Blog / Foundations, Metadata

Metadata Structures

Peter Krogh

Tue Jun 30 2020

Let’s dive into the nuts and bolts of metadata technology so we can better understand what this information is, how it gets created, where it lives, and how to make use of it.

Schemas, fields and tags

A tag is a bit of information about a digital object. This could be the name of the creator, the location it was taken, a sentence describing what’s happening in a photo or any other relevant information. A tag lives in a field which gives you information about the tag itself. Is the tag “San Francisco” the location of the photo, or the address of the photographer? If it’s in the IPTC Location field, the tag refers to the place a photo was made. If it’s in the IPTC Author City field it refers to the address of the photographer. The figure below shows the relationship between schema, field, and tag.

A schema is a system for structuring data. Inside a schema, a field namespace specifies the type of information and how it can be formatted. The tag is the actual bit of information. In this figure, we see a small portion of the IPTC schema. The creator name belongs to one part of the schema, and the address belongs to another set of tags.

Namespaces

A namespace describes the field and defines which kinds of tags are acceptable to put there — for example, “Write the name of the city where the photograph was created”. Namespaces will typically have a definition and a description of the allowable type of information to enter. Some are very strict, such as date fields which only accept entries formatted as dates, and some are very open, such as the Caption field, which will accept just about anything you want to type into it.

Schemas

A collection of namespaces is called a schema. Schemas are created to build structured metadata around a certain objective. This reflects the priorities of the schema creators and what’s important to them. Camera makers created the EXIF schema, newspaper companies created IPTC, while computer scientists and librarians created Dublin Core. Individual applications may also have their own schemas in order to write important information. Adobe has created several, including one to store Adobe Camera Raw settings and one to store Photoshop settings.

The universe is expanding

For the first few decades of digital imaging, the universe of schemas was pretty stable. In recent years, there has been quite a bit of growth in both the size and number of schemas. Digital images are now used by many industries for many different purposes.

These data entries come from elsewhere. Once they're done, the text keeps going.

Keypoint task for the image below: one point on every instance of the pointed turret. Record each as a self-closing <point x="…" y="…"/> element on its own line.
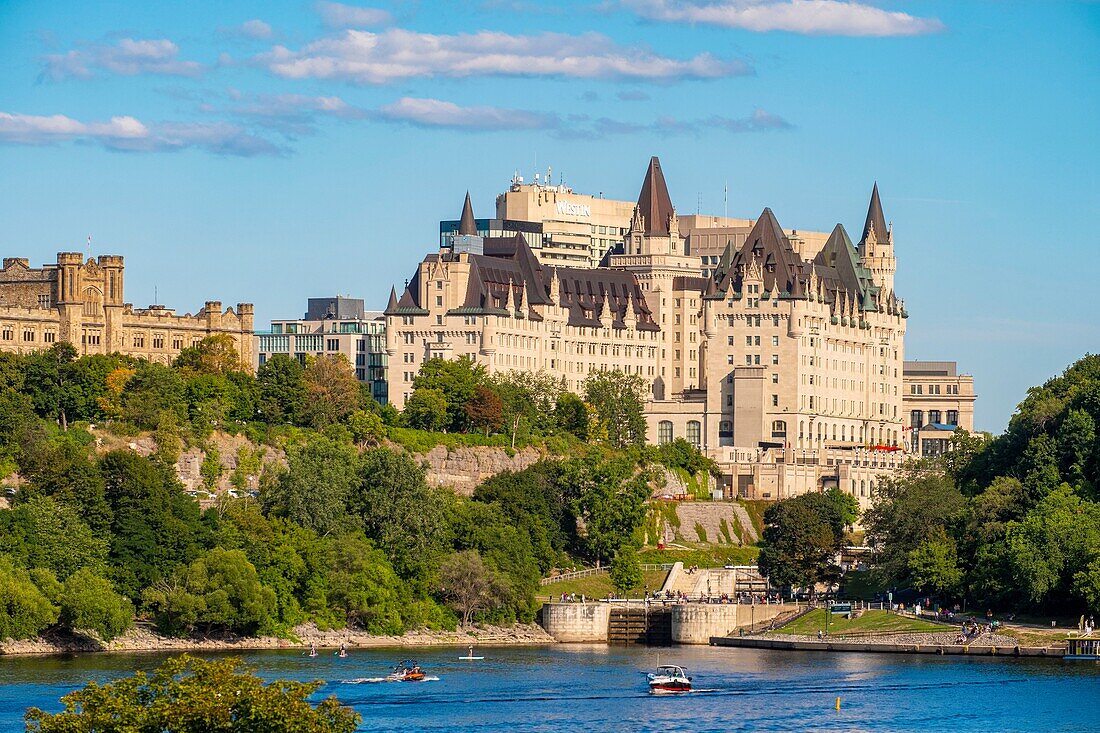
<point x="655" y="205"/>
<point x="466" y="223"/>
<point x="876" y="221"/>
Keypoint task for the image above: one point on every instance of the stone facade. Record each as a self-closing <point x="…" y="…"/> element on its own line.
<point x="81" y="302"/>
<point x="781" y="358"/>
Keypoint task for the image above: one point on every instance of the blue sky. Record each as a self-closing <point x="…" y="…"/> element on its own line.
<point x="268" y="152"/>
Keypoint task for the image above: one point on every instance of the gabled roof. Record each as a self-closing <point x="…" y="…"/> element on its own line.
<point x="767" y="243"/>
<point x="466" y="223"/>
<point x="655" y="205"/>
<point x="875" y="218"/>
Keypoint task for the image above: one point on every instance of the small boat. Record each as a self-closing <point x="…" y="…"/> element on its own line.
<point x="669" y="678"/>
<point x="470" y="656"/>
<point x="406" y="671"/>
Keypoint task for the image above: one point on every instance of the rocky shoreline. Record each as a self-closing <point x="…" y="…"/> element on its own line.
<point x="144" y="638"/>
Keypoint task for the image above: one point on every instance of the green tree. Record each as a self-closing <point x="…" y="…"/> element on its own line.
<point x="470" y="587"/>
<point x="187" y="695"/>
<point x="800" y="542"/>
<point x="427" y="409"/>
<point x="332" y="391"/>
<point x="215" y="354"/>
<point x="572" y="415"/>
<point x="626" y="572"/>
<point x="43" y="533"/>
<point x="458" y="380"/>
<point x="366" y="427"/>
<point x="934" y="565"/>
<point x="24" y="610"/>
<point x="314" y="490"/>
<point x="282" y="390"/>
<point x="89" y="603"/>
<point x="485" y="411"/>
<point x="399" y="512"/>
<point x="618" y="401"/>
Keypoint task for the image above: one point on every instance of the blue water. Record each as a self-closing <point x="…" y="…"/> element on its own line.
<point x="598" y="688"/>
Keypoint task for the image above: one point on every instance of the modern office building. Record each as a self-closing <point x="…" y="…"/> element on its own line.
<point x="83" y="303"/>
<point x="937" y="400"/>
<point x="331" y="326"/>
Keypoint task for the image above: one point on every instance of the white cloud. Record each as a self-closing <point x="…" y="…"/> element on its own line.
<point x="338" y="14"/>
<point x="397" y="54"/>
<point x="807" y="17"/>
<point x="128" y="133"/>
<point x="438" y="113"/>
<point x="255" y="29"/>
<point x="128" y="57"/>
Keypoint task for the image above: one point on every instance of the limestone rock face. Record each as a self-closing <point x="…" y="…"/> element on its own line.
<point x="462" y="469"/>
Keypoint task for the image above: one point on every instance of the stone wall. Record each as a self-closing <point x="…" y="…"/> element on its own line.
<point x="576" y="622"/>
<point x="695" y="623"/>
<point x="462" y="469"/>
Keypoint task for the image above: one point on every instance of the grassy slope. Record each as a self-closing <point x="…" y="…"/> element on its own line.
<point x="600" y="586"/>
<point x="871" y="621"/>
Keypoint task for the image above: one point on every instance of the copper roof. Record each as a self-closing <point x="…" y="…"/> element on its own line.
<point x="653" y="201"/>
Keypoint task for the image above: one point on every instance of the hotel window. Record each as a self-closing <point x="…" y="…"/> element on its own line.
<point x="694" y="433"/>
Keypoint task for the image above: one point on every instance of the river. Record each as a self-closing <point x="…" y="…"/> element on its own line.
<point x="600" y="688"/>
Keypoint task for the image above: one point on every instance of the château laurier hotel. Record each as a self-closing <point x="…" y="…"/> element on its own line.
<point x="780" y="356"/>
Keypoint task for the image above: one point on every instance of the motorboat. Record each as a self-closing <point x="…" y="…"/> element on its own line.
<point x="669" y="678"/>
<point x="406" y="671"/>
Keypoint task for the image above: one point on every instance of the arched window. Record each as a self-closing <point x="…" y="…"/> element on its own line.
<point x="694" y="433"/>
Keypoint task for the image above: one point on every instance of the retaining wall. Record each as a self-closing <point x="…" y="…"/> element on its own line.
<point x="576" y="622"/>
<point x="696" y="623"/>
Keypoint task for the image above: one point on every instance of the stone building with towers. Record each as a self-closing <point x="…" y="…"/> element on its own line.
<point x="780" y="358"/>
<point x="81" y="302"/>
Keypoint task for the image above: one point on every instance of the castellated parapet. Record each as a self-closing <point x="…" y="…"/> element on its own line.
<point x="83" y="303"/>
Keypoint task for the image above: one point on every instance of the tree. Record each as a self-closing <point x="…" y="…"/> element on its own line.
<point x="44" y="533"/>
<point x="332" y="391"/>
<point x="626" y="572"/>
<point x="800" y="542"/>
<point x="469" y="586"/>
<point x="24" y="610"/>
<point x="485" y="411"/>
<point x="398" y="511"/>
<point x="934" y="565"/>
<point x="362" y="586"/>
<point x="458" y="380"/>
<point x="187" y="695"/>
<point x="220" y="589"/>
<point x="215" y="354"/>
<point x="89" y="603"/>
<point x="618" y="402"/>
<point x="282" y="390"/>
<point x="314" y="490"/>
<point x="366" y="427"/>
<point x="427" y="409"/>
<point x="571" y="415"/>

Schemas are particularly useful for programmatic uses of images. Standardizing ways to write tags helps facilitate automatic processes. As media files become ever more useful for different purposes, we will continue to see schemas arise and evolve

Schema.org

Schema.org is an organization dedicated to creation, maintenance and interoperability of schemas. It is particularly focused on the way that schemas can help create shared understanding of meaning on the web. If you want to learn more (or just take a peek at the size of the schema universe) head over to their website.

Field Types

Namespaces can specify what kind of tags can be entered in a field. The restrictions (or lack of restrictions) are useful for different types of information. Understanding the type and number of tags allowed in a field helps you better understand how to tag your files correctly.

Number of items in a field

Namespaces will typically specify how many entries may appear in a particular field.

Single value field - Many namespaces will permit only one entry. This is the case for the Author field, the Photographer Address fields, and the Copyright URL field. You could combine two photographers’ names into a single credit line if you needed to get around it, but the namespace treats this as a single entry.
Multiple value field - Some fields can accept multiple independent entries. This is true of the Keywords field, and the Person Shown field. These are also known as “bag containers,” which we’ll see when we look at the XMP notation.

Types of allowable tags

In addition to the number of entries in a field, there will also be a specification for the type of tag that can be entered.

Free text field - Some fields may allow you to enter any text you like. The Caption field will accept as much text as you care to type, along with web links or other formatted text.
Controlled data type - Some fields require a specific type of data. The IPTC Creation Date field, for instance, requires that a precise date be entered, with an option of adding an exact time. The Copyright Statement URL specifies that only properly formatted web links are allowed.
Controlled value field - A controlled value field limits entries to certain approved terms. The Mark as Copyrighted field only allows one of three values: Unknown, Copyrighted or Public Domain. Some controlled value fields may allow for multiple entries, e.g., a sports team may have a controlled list of player names to choose from, but allow for more than one player to be tagged in a photo.

Classes of metadata

The metadata we create and use falls into the following categories of useful but not absolute distinctions. For instance, the date/time a photo was made can be useful as both technical and descriptive metadata. Note that a particular schema may include fields from each of these categories.

Technical - This describes the media object and encoding details. This can include pixel dimensions, color profile, etc.
Descriptive - This tells us something about the subject matter depicted, such as the name of those pictured, the location shown, or concepts that the photo might illustrate.
Administrative - These tags tell us something about the provenance, ownership and allowable use of a media file. This could include a usage rights statement, model release information or credit line text.
Curatorial and Rendering - This is metadata that tells us how to make use of an image within a library or project. It also includes the rendering settings for parametric image editors.